Wenn der Vermieter seine Zustimmung mit einer der genannten Begründungen korrekt verweigert, haben Sie keine Wahl. In diesem Fall bleibt Ihnen nur der Auszug aus der Wohnung, wenn Sie mit Ihrem Partner zusammenleben wollen. Der Einzug ohne die Erlaubnis ist dagegen in keinem Fall zu empfehlen. Hier handelt es sich um eine Vertragsverletzung, die zu einer Abmahnung und im schlimmsten Fall zu einer fristlosen Kündigung führen kann. 

Die vertragliche Situation – Partner in den Mietvertrag aufnehmen

Erteilt der Vermieter seine Zustimmung, gibt es mehrere Möglichkeiten, wie die neue Situation mietvertraglich geregelt werden kann:

Der Partner wird in den Mietvertrag aufgenommen 
Das ist sicherlich die einfachste Variante. Der Partner wird vom Vermieter in den Mietvertrag aufgenommen und ist im Anschluss gleichberechtigter Hauptmieter. Das hat den Vorteil, dass der Partner nun genauso haftbar gemacht werden kann. Das ist beispielsweise bei Mietrückständen sinnvoll, da die Verantwortung sonst alleine beim bisherigen Hauptmieter liegt. 

Der Partner wird Untermieter
Mit dem bisherigen Hauptmieter wird ein eigener Untermietvertrag abgeschlossen. Der Partner ist also nicht nur selbst Hauptmieter, sondern wird auch gleichzeitig selbst Vermieter. 

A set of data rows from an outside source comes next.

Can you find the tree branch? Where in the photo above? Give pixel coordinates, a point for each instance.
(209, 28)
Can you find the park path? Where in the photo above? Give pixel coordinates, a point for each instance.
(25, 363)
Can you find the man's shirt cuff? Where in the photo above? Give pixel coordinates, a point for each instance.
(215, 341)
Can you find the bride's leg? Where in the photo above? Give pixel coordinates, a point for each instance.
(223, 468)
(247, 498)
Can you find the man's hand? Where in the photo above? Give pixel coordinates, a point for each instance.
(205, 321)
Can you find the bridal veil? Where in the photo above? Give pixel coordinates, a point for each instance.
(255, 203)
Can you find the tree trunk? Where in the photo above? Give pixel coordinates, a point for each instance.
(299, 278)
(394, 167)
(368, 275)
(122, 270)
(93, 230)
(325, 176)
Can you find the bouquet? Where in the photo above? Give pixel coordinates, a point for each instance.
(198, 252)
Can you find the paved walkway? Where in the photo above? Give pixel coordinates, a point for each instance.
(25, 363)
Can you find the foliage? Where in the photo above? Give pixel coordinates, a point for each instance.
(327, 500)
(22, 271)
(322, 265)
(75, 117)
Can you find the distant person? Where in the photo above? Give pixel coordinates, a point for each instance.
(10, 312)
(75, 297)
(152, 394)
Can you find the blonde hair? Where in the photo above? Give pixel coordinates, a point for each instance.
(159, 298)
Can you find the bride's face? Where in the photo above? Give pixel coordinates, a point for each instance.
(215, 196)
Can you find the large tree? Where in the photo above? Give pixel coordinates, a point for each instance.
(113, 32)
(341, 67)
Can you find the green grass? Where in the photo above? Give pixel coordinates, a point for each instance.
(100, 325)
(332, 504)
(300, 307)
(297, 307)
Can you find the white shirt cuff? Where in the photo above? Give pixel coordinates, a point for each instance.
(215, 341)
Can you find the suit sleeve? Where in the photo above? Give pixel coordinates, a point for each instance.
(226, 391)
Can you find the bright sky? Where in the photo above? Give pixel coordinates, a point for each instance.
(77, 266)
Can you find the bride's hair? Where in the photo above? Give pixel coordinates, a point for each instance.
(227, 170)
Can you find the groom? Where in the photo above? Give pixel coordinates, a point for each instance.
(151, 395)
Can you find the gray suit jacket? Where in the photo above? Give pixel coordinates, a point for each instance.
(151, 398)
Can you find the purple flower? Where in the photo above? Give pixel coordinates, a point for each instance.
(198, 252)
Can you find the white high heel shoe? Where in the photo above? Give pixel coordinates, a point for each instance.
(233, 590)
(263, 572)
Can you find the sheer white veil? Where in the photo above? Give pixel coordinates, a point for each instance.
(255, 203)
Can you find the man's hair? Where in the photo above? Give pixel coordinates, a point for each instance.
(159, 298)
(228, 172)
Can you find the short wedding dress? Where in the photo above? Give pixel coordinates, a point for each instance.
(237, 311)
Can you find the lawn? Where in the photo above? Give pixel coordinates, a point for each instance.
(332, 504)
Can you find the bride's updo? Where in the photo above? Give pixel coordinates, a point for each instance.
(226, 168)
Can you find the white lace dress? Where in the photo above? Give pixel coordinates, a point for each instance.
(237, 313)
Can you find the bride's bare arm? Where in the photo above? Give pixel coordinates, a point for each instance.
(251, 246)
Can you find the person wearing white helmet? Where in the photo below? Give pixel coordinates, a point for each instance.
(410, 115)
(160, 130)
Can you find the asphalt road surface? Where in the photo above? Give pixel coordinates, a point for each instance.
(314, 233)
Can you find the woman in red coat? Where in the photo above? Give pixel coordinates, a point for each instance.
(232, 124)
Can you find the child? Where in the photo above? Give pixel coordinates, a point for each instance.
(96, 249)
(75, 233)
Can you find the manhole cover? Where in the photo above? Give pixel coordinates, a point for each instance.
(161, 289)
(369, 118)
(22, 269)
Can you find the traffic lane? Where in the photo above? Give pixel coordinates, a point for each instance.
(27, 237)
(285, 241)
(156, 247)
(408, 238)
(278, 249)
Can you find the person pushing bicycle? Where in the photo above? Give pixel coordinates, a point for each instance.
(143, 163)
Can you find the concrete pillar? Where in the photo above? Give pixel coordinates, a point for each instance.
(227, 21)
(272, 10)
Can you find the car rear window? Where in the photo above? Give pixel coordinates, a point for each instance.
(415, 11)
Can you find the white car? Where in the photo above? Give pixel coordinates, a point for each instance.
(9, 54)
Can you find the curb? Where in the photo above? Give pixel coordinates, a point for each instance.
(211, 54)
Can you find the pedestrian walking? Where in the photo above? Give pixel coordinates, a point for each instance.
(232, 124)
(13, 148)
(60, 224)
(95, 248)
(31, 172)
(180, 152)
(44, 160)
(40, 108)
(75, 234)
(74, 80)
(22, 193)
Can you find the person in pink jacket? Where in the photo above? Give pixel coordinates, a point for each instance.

Keine vertragliche Regelung
Wird keine vertragliche Regelung getroffen, kann das sowohl für den Partner (als alleinigen Hauptmieter) als auch für den Vermieter nachteilig sein. In diesem Fall haftet der Hauptmieter alleine und der Vermieter kann, zum Beispiel bei Mietrückständen, auch nur den Hauptmieter in Haftung nehmen. 

Kann der Vermieter die Miete erhöhen?

Wohnen mehr Personen in der Wohnung, erhöhen sich in aller Regel auch die Neben- oder Betriebskosten, da der Verbrauch steigt. In § 553 BGB wird dem Vermieter zugesichert, die Miete zu erhöhen, wenn ihm ansonsten die zusätzliche Überlassung der Wohnung nicht zuzumuten wäre. Mit einer Erhöhung der Kaltmiete müssen Sie im Normalfall aber nicht rechnen, höhere Nebenkosten sind dagegen fast unvermeidlich.

Wann wird aus einem Besucher ein Bewohner?

Als Mieter dürfen Sie grundsätzlich so viel und so oft Besuch empfangen wie Sie möchten. Dafür müssen Sie auch keine Erlaubnis des Vermieters einholen. Die Gäste dürfen selbstverständlich auch bei Ihnen übernachten. 

Hier gibt es allerdings auch eine Grenze: Diverse Gerichtsurteile haben festgelegt, dass ab einer Spanne von sechs Wochen am Stück, die eine Person in der Wohnung lebt, der Vermieter in jedem Fall nachfragen darf, ob es sich noch um Besuch und nicht um eine Untervermietung handelt. 

Die zulässige Besuchsdauer wird spätestens ab einer Dauer von drei Monaten in jedem Fall überschritten. In einem solchen Fall gilt der Aufenthalt aus rechtlicher Sicht als Untervermietung.